Kim and her colleagues were switched on and accommodating. I had arranged for a webcast but our webcaster, Doug Symington in Vancouver, was already in the Ustream that they had set up for us at ISB so it was but a hiccup on my part to try (and fail) to reach him through Skype etc but discover he was already there and streaming through this network of which Kim and Justin were already a part.

Anyone turning up almost on spec to attempt complex Internet logistics through a firewall is going to be thrown off stride a notch, but the wonder of it all is that it connects and works. Hopefully the FUTURE of networked learning will entail more of a superhighway rather than this potholed road we sometimes find ourselves bumping along on, but we are on the road, and it's great to meet and have opportunities to work productively with its denizens along the way.

We had a similar interesting experience with the accommodating Thai teachers in Khorat. Our program of blogging etc required that they have Google accts but the Google spam guards attempted to thwart us when they detected multiple attempts from the same computers to start Gmail accounts, so almost half the teachers were not able to proceed through the gatekeepers at Google's website. What to do? The IT dept suggested that we reconfigure proxy2 to proxy3 etc, and lo and behold all these teachers were going into browser settings and figuring it out. It was a hiccup but in the end another hurdle smilingly overcome.

I found Elluminate blocked from Khorat (and also my own Homestead site with the handout I'd prepared for the workshop) but Adobe interactive presentation software worked (flash memory to the rescue on the latter issue) and I was able to connect with Alex who'd announced his Adobe session in the wiki. BUT 20 min into that my LAN password expired and I was thrown out of there. It was my excuse to go to lunch, but again, I don't wish to appear to be complaining about these techno challenges. The wonder of it is that we put people in touch around the world despite significant challenges.

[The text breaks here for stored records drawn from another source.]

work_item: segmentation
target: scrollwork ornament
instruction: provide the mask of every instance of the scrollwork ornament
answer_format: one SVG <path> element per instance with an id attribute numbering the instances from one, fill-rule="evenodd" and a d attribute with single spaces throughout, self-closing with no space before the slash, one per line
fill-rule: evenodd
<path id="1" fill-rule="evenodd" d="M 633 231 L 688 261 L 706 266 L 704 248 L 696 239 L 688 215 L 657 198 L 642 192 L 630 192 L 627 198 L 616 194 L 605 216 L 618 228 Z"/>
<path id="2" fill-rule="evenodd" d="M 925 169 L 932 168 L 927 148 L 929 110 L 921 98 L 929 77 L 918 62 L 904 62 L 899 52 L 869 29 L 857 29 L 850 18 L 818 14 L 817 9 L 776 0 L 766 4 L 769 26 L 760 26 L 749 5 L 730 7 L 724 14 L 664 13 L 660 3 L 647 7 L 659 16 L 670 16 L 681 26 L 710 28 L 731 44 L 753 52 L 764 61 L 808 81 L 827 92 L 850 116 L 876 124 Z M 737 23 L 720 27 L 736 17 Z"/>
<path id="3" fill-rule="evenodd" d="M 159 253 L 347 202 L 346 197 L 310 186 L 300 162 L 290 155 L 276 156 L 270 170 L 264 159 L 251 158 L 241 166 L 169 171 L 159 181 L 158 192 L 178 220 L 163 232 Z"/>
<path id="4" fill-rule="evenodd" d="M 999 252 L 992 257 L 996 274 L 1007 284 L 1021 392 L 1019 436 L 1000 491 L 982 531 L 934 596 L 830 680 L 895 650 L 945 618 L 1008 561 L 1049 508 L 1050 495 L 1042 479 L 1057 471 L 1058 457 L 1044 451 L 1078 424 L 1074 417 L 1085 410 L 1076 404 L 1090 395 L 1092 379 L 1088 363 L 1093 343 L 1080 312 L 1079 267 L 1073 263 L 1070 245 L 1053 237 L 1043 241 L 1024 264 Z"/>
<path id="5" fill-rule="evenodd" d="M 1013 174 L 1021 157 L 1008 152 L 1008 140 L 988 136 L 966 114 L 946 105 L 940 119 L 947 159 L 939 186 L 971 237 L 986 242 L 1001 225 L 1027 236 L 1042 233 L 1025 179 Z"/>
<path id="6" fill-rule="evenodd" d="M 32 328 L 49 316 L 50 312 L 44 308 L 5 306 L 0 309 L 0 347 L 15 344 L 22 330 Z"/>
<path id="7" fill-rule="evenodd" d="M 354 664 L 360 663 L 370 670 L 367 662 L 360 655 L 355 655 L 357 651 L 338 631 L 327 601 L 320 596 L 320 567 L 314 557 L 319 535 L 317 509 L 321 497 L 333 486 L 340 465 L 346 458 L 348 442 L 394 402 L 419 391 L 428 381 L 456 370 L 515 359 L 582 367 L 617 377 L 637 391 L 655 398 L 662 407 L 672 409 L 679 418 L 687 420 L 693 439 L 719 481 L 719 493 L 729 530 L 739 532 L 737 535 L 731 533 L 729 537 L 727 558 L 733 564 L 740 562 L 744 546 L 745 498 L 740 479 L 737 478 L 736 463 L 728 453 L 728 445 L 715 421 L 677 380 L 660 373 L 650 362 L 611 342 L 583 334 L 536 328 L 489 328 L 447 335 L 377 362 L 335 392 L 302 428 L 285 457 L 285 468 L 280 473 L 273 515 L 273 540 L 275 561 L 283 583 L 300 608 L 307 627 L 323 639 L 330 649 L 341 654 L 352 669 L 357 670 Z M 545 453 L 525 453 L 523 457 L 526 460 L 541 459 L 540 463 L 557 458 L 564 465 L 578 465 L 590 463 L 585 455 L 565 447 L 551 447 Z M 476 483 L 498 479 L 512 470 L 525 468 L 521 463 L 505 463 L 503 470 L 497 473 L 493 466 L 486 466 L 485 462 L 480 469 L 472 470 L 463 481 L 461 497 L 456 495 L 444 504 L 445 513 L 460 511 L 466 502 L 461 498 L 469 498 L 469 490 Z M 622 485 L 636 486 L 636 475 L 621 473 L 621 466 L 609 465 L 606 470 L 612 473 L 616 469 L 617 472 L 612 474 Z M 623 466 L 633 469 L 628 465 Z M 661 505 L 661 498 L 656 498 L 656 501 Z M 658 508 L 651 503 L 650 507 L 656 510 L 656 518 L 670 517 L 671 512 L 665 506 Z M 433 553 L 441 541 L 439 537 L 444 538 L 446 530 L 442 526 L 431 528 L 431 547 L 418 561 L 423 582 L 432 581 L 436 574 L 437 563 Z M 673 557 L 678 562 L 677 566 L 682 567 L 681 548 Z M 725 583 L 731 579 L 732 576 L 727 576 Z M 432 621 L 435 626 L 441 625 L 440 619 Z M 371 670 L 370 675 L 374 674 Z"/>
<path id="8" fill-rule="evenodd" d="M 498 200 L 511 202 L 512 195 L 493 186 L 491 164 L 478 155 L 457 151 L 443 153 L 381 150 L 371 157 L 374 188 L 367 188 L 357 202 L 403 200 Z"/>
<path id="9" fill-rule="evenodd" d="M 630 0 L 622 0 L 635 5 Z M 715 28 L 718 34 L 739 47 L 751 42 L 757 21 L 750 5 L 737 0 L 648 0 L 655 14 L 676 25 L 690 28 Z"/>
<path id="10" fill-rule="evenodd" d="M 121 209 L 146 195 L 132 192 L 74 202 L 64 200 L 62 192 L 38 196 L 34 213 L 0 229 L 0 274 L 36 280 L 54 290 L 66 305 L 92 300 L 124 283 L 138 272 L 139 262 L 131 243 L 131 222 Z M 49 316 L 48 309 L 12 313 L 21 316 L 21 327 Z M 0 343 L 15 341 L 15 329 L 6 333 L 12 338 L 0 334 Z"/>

Things can't improve until we describe the pitfalls. The wonderful thing about progressing through an environment like what we found in Thailand (and what I find in many countries I visit throughout the world) is that we have a chance to step outside our ivory towers and discover the reality on the ground that covers most of the planet, and then find means of coping with what is there. I really don't mean to be whinging about what we encounter at one site or another. My message is intended to be two-fold. One (fold?) is to acknowledge and describe the situation, the reality as it exists, and the other is to marvel at how people overcome obstacles to achieve the connectivity for which there is an overwhelming desire. By overwhelming, I mean to suggest that the movement for net neutrality is eventually going to overwhelm obstacles to it. Or at least I hope so.